2. **Device API-based CustomAllReduce** — an intra-node AllReduce collective implemented entirely through FlagCX Device API primitives, allowing custom kernels to perform AllReduce without host-side scheduling overhead.
3. **Device API IR Bindings for Triton** — a set of C IR wrapper functions (compilable via LLVM bitcode) that expose FlagCX device-side communication primitives to Triton-generated kernels.

Repository: https://github.com/flagos-ai/FlagCX

---

## Motivation

### Goals

- **P2P Engine:** Provide a hardware-abstracted, one-sided RDMA engine that supports high-performance P2P communications widely used in LLM inference scenarios, such as prefill-decode disaggregation. Currently, FlagCX P2P engine have been to used as vLLM KV transfer connector and integrated as a NIXL backend.
- **Device API CustomAllReduce:** Achieve low-latency AllReduce using Device API to address intra-node small-to-medium message size communication.
- **Device API IR Bindings:** Enable Triton-compiled kernels to call FlagCX Device API (rank queries, intra-node pointer access, barriers, etc.) via LLVM bitcode.

---

## Proposal

### Feature 1: P2P Engine

A standalone P2P engine (`FlagcxP2pEngine`) is introduced with a C++ API for one-sided RDMA and two-sided send/recv operations. The engine:

- Creates and manages RDMA connections over IBRC (InfiniBand Reliable Connected) QPs.
- Exposes vectorized read/write (`flagcxP2pEngineReadVector`, `flagcxP2pEngineWriteVector`) suitable for scatter-gather KV cache transfers.
- Provides an out-of-band notification channel for completion signaling.
- Integrates with FlagCX's existing topology manager (`flagcxP2pTopoManager`) to select the optimal NIC per GPU.

Users of vLLM, NIXL, Mooncake or custom disaggregation frameworks can use the P2P engine as a low-level RDMA substrate. A patch for NIXL v1.1.0 integration (`plugin/nixl/flagcx_p2p_on_nixl_v1.1.0.patch`) is provided.

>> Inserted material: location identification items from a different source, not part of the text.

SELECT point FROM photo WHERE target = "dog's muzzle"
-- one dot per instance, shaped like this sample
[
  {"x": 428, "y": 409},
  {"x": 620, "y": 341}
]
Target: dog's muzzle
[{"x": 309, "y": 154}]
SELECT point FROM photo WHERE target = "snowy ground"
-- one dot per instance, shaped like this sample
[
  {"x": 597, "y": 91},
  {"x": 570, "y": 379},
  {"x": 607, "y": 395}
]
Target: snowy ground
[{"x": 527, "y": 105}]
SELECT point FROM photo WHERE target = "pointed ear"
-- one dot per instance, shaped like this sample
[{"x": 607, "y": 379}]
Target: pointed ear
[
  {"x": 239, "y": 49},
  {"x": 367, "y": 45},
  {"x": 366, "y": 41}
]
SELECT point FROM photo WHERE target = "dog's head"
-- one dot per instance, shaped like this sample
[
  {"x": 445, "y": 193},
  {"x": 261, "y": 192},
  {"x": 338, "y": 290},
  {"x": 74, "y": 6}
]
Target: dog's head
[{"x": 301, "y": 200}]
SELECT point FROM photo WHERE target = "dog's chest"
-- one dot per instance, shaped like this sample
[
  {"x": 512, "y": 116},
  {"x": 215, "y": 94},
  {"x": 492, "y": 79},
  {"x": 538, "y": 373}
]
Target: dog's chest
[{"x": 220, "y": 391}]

### Feature 2: Device API-based CustomAllReduce

`flagcxIntraAllReduce` is a kernel-based AllReduce that operates on a registered shared memory window (`flagcxDevMem_t`) using LSA or Multicast. The host-side setup:

1. Allocate a symmetric buffer (`flagcxMemAlloc` for VMM/window mode, or `cudaMalloc` for IPC mode).
2. Register it: `flagcxCommWindowRegister` (window mode) or `flagcxCommRegister` (IPC mode).
3. Create device handles: `flagcxDevCommCreate` + `flagcxDevMemCreate`.
4. Get device pointers: `flagcxDevCommGetDevicePtr` + `flagcxDevMemGetDevicePtr`.
5. Call `flagcxIntraAllReduce(devMem, count, datatype, devComm, stream)` from the host.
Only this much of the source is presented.